Employees, he says, are also self-selecting into companies based on finding programs that are attractive to them.
“We’re now seeing good data on employees willing to trade off higher salaries for good benefits,” he says.
Time off and perks like subsidized commuting costs and flexible schedules rank high on worker wish lists, according to surveys by the staffing service Robert Half.
A recent MetLife study showed nearly four in 10 workers said a wide selection of benefits would make them more loyal to their employer.
“Throughout the study, the positive impact of the number of benefits an employer offered was clear, likely because the greater number of options provides employees with the opportunity to tailor benefits to their specific needs,” says Todd Katz, executive vice president of group, voluntary and worksite benefits at MetLife. “Offering a comprehensive suite of benefits that goes beyond standard benefits … can drive both loyalty and engagement without adding cost for the employer.”
Employers and their benefit advisers, Bremen says, should look at the total rewards program holistically.

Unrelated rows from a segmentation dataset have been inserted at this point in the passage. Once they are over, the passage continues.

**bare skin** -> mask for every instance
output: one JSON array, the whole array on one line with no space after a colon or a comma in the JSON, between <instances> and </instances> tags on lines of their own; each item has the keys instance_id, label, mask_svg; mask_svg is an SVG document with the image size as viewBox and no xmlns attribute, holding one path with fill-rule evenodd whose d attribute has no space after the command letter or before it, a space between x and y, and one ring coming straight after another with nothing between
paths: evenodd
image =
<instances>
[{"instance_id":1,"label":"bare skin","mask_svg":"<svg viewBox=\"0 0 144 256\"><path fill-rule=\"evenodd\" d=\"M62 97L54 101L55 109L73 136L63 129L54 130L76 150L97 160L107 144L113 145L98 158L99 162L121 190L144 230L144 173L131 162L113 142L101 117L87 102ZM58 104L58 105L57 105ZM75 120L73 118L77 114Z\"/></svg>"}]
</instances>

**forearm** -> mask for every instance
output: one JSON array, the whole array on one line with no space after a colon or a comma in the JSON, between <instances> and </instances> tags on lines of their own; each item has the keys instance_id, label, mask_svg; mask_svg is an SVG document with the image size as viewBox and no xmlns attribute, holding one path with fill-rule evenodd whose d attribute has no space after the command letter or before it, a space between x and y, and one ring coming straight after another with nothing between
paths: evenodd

“Companies often make the mistake of looking at different programs in a vacuum,” Bremen says. For example, if a company has a health insurance program that ranks among other employers in the 60th percentile, they may look at that and choose to cut the health benefits to save money.
“What they may not realize is their retirement program is in the 30th percentile and their pay is in the 40th. So the reason most people are coming to work for them is because of their healthcare,” says Bremen.
“I really recommend looking at the overall spend holistically,” he says. “The typical company with 20,000 employees spends $3 billion a year on compensation and benefits. I ask employers ‘How often do you spend $3 billion on something without finding out if it’s going to work?’ You shouldn’t be looking at this in a vacuum.”
What employees want
With that in mind, he suggests employers and their advisers also work to understand employee preferences, for instance through surveys and analysis.
“A lot of employees are afraid to ask employees for their preferences for fear they may not be able to satisfy them. But I tell employers to do so, even if they have to tell their employees, ‘We might not be able to act on this, but you’re important to us and it’s important to us to get your opinion,’” he says. “I think that’s very important.”
Also see: “Employees want face-to-face financial advice at work.”
It’s especially important, since managers and employees may have a disconnect. According to a recent Robert Half study, when asked which workplace perk they think their employees are most interested in receiving in 2015, 41% of chief financial officers said better benefits and 19% said more vacation days. In a separate survey, however, employees placed more vacation days at the top of their wish list (30%), just above better benefits (26%).